Some Trombone Section Questions Answered

The trombone section is often misunderstood with regards to how to voice chords in a big band setting. The fact of the matter is, you do not have to have a “bass trombone” to get a full sound from the section, and you certainly don’t have to write roots for the 4th player either.

This video is in response to some questions I was asked about the trombone section in general. I already thought of some stuff that I forgot to mention in this one, so if you do have questions, feel free to ask any questions or make comments below the video.


5 Replies to “Some Trombone Section Questions Answered”

  1. curt

    very helpful and I liked the reassurance of not having to have a bass trombone.

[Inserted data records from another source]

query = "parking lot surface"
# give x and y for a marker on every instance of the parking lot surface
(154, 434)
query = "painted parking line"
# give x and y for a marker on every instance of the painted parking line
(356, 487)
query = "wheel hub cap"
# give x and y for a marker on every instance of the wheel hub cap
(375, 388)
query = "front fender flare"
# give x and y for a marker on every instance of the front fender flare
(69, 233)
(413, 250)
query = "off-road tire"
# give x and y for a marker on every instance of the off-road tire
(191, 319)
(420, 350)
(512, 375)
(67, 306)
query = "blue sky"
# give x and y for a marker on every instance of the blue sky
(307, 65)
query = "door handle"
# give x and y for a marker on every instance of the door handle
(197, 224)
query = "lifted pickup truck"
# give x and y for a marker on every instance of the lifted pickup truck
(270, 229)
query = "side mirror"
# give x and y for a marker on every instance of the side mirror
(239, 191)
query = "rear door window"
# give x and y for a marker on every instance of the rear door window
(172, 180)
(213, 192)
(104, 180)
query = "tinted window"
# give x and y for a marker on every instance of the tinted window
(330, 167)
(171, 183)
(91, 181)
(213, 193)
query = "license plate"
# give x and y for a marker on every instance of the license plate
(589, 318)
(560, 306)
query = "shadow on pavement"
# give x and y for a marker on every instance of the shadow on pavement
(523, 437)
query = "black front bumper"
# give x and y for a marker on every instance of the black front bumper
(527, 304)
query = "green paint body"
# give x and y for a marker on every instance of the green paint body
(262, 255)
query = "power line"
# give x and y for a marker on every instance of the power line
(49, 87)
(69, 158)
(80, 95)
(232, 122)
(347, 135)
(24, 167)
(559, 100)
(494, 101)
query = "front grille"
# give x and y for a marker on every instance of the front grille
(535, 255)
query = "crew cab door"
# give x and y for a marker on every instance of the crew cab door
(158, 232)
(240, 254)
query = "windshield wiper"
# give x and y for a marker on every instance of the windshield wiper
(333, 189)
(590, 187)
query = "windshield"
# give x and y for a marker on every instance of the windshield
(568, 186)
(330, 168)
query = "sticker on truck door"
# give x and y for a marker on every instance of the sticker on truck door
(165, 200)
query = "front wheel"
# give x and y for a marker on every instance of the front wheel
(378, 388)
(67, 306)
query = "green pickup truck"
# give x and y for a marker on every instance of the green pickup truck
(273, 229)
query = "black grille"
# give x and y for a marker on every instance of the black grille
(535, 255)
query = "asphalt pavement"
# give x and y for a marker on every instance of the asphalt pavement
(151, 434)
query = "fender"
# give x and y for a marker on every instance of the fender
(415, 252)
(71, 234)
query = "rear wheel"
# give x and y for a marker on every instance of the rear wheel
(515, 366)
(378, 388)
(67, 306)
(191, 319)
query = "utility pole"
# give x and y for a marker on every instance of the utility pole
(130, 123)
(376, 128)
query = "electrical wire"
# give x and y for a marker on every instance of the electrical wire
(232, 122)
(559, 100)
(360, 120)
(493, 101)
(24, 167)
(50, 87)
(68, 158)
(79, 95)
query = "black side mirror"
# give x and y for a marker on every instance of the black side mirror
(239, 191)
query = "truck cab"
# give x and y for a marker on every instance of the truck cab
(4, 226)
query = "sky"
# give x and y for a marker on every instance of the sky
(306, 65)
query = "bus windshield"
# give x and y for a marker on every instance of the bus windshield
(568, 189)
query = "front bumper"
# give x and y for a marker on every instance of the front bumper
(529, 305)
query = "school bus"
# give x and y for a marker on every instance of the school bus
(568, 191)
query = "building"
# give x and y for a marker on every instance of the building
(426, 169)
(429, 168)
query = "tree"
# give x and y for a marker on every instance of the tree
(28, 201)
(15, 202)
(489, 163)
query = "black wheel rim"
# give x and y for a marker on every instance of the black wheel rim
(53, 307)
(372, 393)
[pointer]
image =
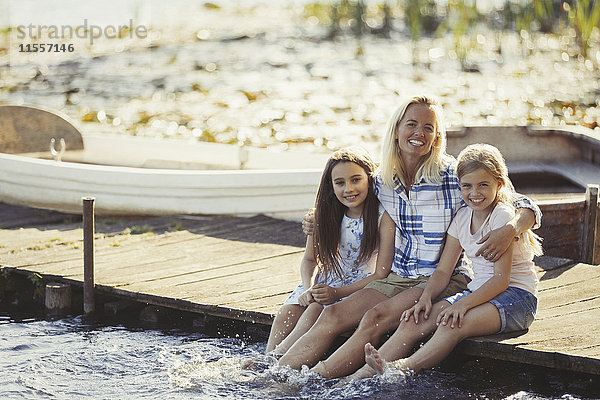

    Any thoughts on a trombone section of only two trombones?


  2. Jim Martin

    Curt: I am writing alot of arrangements for small band right now that only uses two trombones. To be honest, I struggle more with 2 than with 4. What I try to do more than anything is make the brass section sound complete. I then try to make the saxes sound complete as well. If you can do that, the chord will always sound good.

  3. Bill Riley

    The 4th trombonist has a challenge on his hand. Whether he/she has a bass trombone or not – or even a tenor horn with trigger – some arrangers are going to include trigger notes, with or without ossia notes (in parentheses) at the octave. Or the trigger notes may be avoided, but the shape of a line may tempt you to take a few notes down the octave. You have to hear how your part fits in with the bari sax, the bass, even the pianist’s left hand, and use your judgment.
    Then there are the big band classics, originally scored for 3 trombones, to which a fourth trombone part has been added that consists largely in salt-and-pepper notes that weave in and around the other parts; sometimes you find yourself playing higher than the tenor horns, and if you don’t understand your role in the harmonic fabric you can end up sounding pretty ridiculous.
    If I’m playing the lowest part in a 3- or 4-bone section, I usually show up with both bass and tenor horns and make an educated guess which will best suit the purpose of each chart. And in a 3-bone section, faced with charts containing 4 parts, I start by deciding whether to play the 3rd part or the 4th. Sometimes it’s hard to tell.

  4. Jim Martin

    Bill: I agree with you on the bass trombone issue. Most charts however won’t put the bass trombone above the staff, so bass trombonists have no problem playing most literature. There is one chart that is a ball buster though – Rob McConnell’s chart on Just Friends. The unison soli on takes the bass trombone up to a high C. I’m suprised Rob did that, but he probably had a killer bass trombonist that loved it. Most of the guys I have played the chart with sweat bullets on that.

  5. Chris Stieve-Dawe

    Hi Jim,& greetings from Germany ! enjoyed your tutorial and agree with your last points especially, that is knowing who you are writing for. I usually write for 3 Tbns,ensuring my 1st Tbn doesn´t go over a G, reason being most of the amature Big Bands here don´t have a Bass Tbn and struggle to get three together anyway, and writing them too high is definite No,no.
    Thanks for everything you´re doing it´s much appreciated by many!